Brand Fame ist für den Geschäftserfolg immer essenziell, gewinnt aber in wirtschaftlich schwierigen Zeiten, in denen Kaufentscheidungen bewusster getroffen werden, noch mehr an Bedeutung.
Brand Fame korreliert direkt mit der mentalen Verfügbarkeit, die wiederum kaufentscheidend ist. Um Brand Frame und damit die mentale Verfügbarkeit zu steigern, sind vier Schlüsselfaktoren entscheidend: die Anziehungskraft der Marke (Intrinsic Stickiness), eine hohe Reichweite (Visible Mass Reach), einzigartige Merkmale (Distinctive Identifiers) und die Verbreitung von Informationen über die Marke (Social Diffusion).
Innovativ und interaktiv
Denken Sie an den Hofer-Rap – provokant, humorvoll und absolut einprägsam. Oder die Ströck Krapfen AI Challenge – innovativ und interaktiv; wofür wir in den Kategorien Activation, Brand Experience und Retail mit dem Effie 2024 ausgezeichnet wurden. Beide Kampagnen wurden von uns entwickelt und zeigen, wie mit kreativen Ideen Aufmerksamkeit generiert und Brand Fame aufgebaut werden kann.
Mut in der Kreation ist der Schlüssel zum Aufbau von Brand Fame, besonders bei knappen Budgets. Es braucht Mut, ungewöhnliche Wege zu gehen, um aufzufallen und im Gedächtnis zu bleiben. Provokation, Humor und Innovation sind dabei wichtige Instrumente.
Im digitalen Raum, wo Kaufprozesse oft schnell und ohne physische Interaktion ablaufen, bleibt die Bedeutung von Brand Fame bestehen. Markenerinnerungen müssen gezielt geschaffen werden. Studien von WARC (World Advertising Research Center) zeigen, dass die Marke auch beim Online-Kauf eine Rolle spielt und Brand Fame einer von vier Schlüsselfaktoren für den Markenvorteil online ist.

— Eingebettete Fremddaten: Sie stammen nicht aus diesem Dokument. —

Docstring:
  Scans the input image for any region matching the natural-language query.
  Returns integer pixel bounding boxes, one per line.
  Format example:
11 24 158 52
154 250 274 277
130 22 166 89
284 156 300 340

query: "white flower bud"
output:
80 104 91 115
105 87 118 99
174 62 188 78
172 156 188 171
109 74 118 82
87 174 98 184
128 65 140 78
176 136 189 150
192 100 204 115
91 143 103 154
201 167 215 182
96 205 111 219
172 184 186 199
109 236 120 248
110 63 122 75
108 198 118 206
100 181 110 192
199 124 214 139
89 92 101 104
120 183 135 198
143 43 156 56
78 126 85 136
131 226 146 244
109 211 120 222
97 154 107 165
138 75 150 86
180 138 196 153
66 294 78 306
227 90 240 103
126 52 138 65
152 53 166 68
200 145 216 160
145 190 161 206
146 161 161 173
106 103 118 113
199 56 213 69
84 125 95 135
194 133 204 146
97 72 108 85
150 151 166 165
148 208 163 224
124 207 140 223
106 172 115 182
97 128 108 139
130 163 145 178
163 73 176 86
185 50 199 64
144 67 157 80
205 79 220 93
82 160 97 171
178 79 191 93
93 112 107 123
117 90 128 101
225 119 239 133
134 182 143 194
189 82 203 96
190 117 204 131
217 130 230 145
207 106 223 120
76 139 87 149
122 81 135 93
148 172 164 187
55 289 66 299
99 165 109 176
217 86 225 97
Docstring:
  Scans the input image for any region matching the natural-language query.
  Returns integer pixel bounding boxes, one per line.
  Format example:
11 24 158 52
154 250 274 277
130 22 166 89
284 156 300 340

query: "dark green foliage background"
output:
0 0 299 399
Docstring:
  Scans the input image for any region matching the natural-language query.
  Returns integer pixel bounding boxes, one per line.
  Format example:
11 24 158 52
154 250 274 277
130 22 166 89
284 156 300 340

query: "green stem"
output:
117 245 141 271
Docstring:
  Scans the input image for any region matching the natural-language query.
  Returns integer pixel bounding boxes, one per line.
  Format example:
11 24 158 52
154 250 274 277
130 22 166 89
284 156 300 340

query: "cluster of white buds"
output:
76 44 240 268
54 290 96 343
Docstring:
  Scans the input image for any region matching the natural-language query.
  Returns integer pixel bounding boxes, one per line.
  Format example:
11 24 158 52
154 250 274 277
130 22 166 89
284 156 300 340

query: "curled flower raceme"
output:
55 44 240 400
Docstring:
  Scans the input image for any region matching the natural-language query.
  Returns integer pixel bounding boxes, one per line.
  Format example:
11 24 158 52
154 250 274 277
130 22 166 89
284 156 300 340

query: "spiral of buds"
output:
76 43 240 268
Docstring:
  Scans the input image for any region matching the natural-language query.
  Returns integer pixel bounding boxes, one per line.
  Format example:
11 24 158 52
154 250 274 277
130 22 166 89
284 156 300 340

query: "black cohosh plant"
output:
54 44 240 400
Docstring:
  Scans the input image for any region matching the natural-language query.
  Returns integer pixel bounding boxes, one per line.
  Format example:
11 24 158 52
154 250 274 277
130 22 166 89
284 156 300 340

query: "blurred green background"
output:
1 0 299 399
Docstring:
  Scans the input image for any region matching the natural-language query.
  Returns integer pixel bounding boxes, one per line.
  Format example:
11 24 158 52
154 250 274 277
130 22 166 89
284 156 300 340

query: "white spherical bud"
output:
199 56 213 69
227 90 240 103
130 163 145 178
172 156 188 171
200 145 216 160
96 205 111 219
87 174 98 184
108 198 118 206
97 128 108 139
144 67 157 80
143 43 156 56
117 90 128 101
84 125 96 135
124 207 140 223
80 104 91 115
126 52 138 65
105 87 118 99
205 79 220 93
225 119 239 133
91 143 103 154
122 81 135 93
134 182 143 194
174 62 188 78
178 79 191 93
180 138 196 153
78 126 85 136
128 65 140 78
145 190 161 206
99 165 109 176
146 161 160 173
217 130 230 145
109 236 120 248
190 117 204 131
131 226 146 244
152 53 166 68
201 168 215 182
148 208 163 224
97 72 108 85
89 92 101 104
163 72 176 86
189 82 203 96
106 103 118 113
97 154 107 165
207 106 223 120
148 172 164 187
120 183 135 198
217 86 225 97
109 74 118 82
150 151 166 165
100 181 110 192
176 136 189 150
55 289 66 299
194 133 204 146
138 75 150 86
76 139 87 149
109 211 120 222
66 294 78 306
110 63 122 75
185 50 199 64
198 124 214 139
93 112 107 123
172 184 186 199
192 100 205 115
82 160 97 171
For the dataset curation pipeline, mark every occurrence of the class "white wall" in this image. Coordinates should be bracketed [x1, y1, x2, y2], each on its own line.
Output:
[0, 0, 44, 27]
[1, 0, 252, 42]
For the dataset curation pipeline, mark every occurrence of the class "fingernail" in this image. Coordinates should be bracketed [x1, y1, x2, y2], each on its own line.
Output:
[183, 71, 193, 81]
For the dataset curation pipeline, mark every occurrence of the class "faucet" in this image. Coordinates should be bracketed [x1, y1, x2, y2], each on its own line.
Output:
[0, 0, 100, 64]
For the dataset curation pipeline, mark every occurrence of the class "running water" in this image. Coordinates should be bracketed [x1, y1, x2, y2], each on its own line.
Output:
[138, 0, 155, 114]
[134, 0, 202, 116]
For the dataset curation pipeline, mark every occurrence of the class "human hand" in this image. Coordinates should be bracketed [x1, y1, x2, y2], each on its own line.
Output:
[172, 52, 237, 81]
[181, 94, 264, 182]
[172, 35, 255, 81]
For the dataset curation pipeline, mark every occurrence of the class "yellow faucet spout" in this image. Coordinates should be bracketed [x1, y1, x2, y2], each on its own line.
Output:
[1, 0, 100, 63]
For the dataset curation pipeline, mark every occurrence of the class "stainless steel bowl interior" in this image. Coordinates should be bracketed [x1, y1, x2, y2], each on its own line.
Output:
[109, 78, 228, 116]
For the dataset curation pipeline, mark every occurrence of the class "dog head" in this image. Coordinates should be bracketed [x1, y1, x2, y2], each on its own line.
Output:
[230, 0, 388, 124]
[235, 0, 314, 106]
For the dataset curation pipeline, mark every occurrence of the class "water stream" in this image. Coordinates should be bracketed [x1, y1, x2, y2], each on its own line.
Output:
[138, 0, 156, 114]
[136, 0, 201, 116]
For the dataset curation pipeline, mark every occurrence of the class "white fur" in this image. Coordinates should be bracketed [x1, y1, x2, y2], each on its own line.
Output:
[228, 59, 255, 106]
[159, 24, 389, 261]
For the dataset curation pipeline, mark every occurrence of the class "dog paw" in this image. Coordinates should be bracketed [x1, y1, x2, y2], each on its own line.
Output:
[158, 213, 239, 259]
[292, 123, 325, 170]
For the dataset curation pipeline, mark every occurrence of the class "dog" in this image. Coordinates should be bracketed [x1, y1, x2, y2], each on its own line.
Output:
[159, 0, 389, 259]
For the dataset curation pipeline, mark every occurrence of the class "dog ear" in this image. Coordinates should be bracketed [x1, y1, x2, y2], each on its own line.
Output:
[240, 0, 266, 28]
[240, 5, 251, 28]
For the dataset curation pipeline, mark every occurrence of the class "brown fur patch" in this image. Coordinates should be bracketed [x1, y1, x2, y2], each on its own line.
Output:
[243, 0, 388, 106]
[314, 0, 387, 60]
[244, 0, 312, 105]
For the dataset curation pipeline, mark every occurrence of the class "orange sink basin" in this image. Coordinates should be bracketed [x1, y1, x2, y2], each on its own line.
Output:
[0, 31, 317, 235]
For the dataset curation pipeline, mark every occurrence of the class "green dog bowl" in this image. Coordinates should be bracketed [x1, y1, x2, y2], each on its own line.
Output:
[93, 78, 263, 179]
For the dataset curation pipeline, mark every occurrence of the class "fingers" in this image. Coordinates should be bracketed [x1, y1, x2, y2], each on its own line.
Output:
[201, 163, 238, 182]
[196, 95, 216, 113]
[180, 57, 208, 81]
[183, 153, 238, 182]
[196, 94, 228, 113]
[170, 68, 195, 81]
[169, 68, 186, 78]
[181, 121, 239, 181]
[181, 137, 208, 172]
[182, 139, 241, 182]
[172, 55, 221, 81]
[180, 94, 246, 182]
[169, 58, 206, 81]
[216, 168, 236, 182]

Was kann man Unternehmen raten, die mit knappen Budgets Brand Fame aufbauen wollen? Finden Sie die richtige Balance zwischen kreativem Mut, sozialer Relevanz und emotionaler Resonanz, um die Bekanntheit und den Einfluss einer Marke zu steigern. Seien Sie mutig, gehen Sie ungewöhnliche Wege und stechen Sie aus der Masse heraus. Gerade mit begrenzten Ressourcen ist kreativer Mut der Schlüssel zum Erfolg.
Don’t panic!
Eine allgemeingültige Lösung gibt es nicht. Jedes Unternehmen muss seine individuelle Situation analysieren, Optionen und Budget prüfen und Strategien anpassen. Wichtig dabei ist: Ruhe bewahren, nicht in Panik verfallen und die Chancen erkennen, die eine Krise bietet. Mut zur Kreativität zeigen, Brand Fame aufbauen und immer ein Handtuch dabeihaben! Warum ausgerechnet ein Handtuch? Das ist ein kleiner Insider für Fans des „Hitchhiker’s Guide to the Galaxy”. Es unterstreicht die Botschaft: „Don’t panic!” Auch in schwierigen Zeiten hilft ein bisschen Humor und die Zuversicht, die Herausforderungen meistern zu können.
Marcus Hornek ist Geschäftsführer der Ogilvy & Mather GmbH.